Reloj atómico experimental creado en Estados Unidos (Foto: es.engadget.com)

Físicos estadounidenses anunciaron el jueves, el reloj atómico más preciso del mundo, capaz de variar menos de un segundo en 13.8 mil millones de años, la edad estimada del universo.

El reloj funciona con átomos de iterbio, un elemento de tierras raras, y láser que permite un ritmo regular diez veces superior a los mejores relojes atómicos existentes, especifican. En comparación con un reloj de cuarzo, el nuevo reloj es diez mil millones de veces más preciso.

Este avance en física tiene implicaciones potenciales importantes, no solamente por la precisión en la medición del tiempo universal sino también por ejemplo el GPS, y un conjunto de sensores de diferentes fuerzas como la gravedad, el campo magnético, y la temperatura, dijo a la AFP, Andrew Ludlow, físico del Instituto Nacional de Estándares y Tecnología (NIST, por sus siglas en inglés) y uno de los principales autores de este trabajo que apareció en la revista Science.

“Es un paso importante en la evolución de los relojes atómicos de nueva generación, actualmente en desarrollo en el mundo”, dice.

Al igual que todos los relojes, los relojes atómicos mantienen la medida del tiempo con base en la duración de un segundo, que corresponde a un fenómeno físico que se reproduce regularmente.

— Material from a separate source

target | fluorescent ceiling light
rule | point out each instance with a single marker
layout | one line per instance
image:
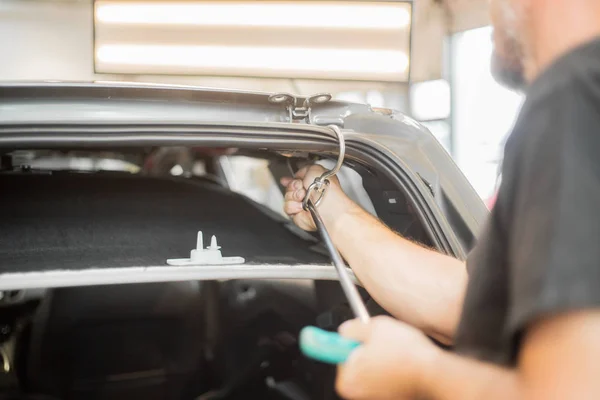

Los relojes mecánicos usan el movimiento de un péndulo para medir el tiempo, los atómicos se basan en la frecuencia siempre constante de la luz necesaria para hacer vibrar un átomo de cesio, la referencia internacional actual.

El último de los relojes atómicos se basa en unos 10,000 átomos de iterbio enfriados ligeramente por encima del cero absoluto (-273.15 °C). Los átomos se quedan atrapados en los pozos ópticos formados por rayos láser.

Otro láser pulsa 518 mil millones de veces por segundo, creando una transición entre dos niveles de energía de los átomos que proporciona una vibración con una regularidad aún mayor que un átomo de cesio, y podría conducir a una nueva definición internacional del segundo y por lo tanto del tiempo universal.